My first personal encounter with something resembling War was back in April 1986 when the USA attacked Colonel Gaddafi - one of my very first postings described the episode.

That event was, of course, not really War as currently understood - more a one-off action of ruthless retaliation aimed at catching the Libyan leader's personal attention to get him to stop promoting terrorism against US targets.

In the big scheme of things it worked well, culminating years later in Gaddafi renouncing weapons of mass destruction after some brilliant UK/US private diplomacy. One of the unambiguous high-spots of the Bush/Blair policy era.

Another warlike event was the NATO bombing of Serbia in 1999 aimed at stopping Milosevic from oppressing Kosovo Albanians. This was a far wider action, killing several thousand Serbs. It was not an open military aim to kill Milosevic personally (as far as I know) although his villa in Dedinje did take a missile through the front door keyhole.

When does violent military activity move from being a limited action aimed at individual targets to a generalised 'war' in which two sides try to destroy each other 'anonymously' as it were?

I did not like the NATO bombing of Serbia, reasonable as its aims were. There seemed to be a lot of lawyers poring over NATO targeting policy, wittering that attacks aimed at killing Milosevic and other leaders personally amounted to unacceptable assassination/murder outside international law norms. But if international law leads us to kill and maim thousands of hapless Serbian conscripts and not a far smaller number of senior people directly responsible for the whole mess, international law is a ass.
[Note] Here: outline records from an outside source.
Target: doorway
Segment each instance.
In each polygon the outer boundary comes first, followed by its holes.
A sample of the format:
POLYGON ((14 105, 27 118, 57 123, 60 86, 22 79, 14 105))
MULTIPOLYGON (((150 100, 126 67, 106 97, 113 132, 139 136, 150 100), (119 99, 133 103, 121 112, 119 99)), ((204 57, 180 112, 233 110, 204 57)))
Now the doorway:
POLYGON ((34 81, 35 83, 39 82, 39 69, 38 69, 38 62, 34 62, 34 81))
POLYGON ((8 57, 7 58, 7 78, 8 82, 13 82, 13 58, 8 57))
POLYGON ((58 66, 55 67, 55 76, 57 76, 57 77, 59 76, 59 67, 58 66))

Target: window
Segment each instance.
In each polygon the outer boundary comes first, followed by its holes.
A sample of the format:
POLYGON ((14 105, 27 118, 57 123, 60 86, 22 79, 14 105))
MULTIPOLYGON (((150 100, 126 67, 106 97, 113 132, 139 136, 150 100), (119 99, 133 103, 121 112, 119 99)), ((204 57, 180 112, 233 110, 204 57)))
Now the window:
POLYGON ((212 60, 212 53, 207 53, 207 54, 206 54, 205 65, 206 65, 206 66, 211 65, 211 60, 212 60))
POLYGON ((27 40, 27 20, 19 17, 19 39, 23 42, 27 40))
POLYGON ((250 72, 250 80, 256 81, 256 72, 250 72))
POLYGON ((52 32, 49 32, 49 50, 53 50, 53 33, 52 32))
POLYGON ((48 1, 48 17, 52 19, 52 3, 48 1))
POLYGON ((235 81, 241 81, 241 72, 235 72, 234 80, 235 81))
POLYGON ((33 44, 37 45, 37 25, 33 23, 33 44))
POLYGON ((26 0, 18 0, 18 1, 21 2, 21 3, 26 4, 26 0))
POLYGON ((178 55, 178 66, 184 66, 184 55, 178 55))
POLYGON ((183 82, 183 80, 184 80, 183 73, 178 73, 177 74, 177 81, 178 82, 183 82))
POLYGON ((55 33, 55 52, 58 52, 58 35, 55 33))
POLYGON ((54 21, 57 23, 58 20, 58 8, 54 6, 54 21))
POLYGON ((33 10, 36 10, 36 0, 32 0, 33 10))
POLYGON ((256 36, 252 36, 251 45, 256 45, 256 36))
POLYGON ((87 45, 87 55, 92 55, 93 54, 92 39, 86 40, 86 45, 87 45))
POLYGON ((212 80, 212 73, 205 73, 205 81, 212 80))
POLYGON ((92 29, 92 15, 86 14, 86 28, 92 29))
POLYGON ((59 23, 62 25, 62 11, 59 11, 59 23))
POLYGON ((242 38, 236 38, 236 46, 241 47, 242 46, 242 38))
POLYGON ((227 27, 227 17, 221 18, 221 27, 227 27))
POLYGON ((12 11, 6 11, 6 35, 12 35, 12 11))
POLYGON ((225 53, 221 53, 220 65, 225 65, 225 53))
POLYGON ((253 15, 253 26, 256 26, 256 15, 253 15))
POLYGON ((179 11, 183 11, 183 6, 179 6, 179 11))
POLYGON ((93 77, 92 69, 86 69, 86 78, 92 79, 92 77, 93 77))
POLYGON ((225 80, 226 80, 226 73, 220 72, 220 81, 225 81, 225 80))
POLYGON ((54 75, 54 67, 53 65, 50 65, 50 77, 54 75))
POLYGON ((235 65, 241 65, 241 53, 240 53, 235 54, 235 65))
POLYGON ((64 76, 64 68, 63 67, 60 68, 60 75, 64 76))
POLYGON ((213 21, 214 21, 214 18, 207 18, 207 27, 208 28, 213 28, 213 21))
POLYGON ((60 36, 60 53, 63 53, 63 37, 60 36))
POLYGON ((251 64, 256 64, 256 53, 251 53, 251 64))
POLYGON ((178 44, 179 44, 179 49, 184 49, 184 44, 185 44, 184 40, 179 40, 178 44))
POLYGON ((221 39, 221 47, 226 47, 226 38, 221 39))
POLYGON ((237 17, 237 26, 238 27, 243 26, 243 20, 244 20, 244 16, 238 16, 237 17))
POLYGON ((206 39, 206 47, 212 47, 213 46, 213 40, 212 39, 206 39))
My guess is that here as in many other areas, our policies and norms were drawn up many years ago to deal with quite different problems which were managed in the way they were in part because of the then available technology. The technology has moved on, yet the policies and procedures remain and have grown in luxuriance and complexity, their original raison d'etre long forgotten.

Which is all a long-winded way of urging everyone to read this long but remarkable piece of work about the future of war - and the role of robots in it.

Think about all the wars of the nineteenth century and then WW1 and WW2. Vast armies locked in sprawling mechanised slaughter, primarily because the people who started the conflicts could mobilise these forces for mass carnage and hope to prevail and stay alive.

Now look at the Israeli action in Gaza, such as taking out specific members of the Iran Unit. And maybe the curious absence of urgency in the collective Arab response to it. Arab leaders know exactly what Israel is doing in cutting Hamas down to size man by man, and quietly think that this just fine by them?

In short, War is becoming Very Personal. It is possible to use robot weapons to find and hit individuals who start and drive forward conflict, largely avoiding other unintended civilian casualties on the scale seen over the preevious thousand years.

Will 'war' increasingly merge with the techniques used by states to combat gangsterism - where a small bunch of people grab weapons and hope to compel a wider public to support them?

I expect that it will - and that we urgently need new legal principles to manage this utterly different situation.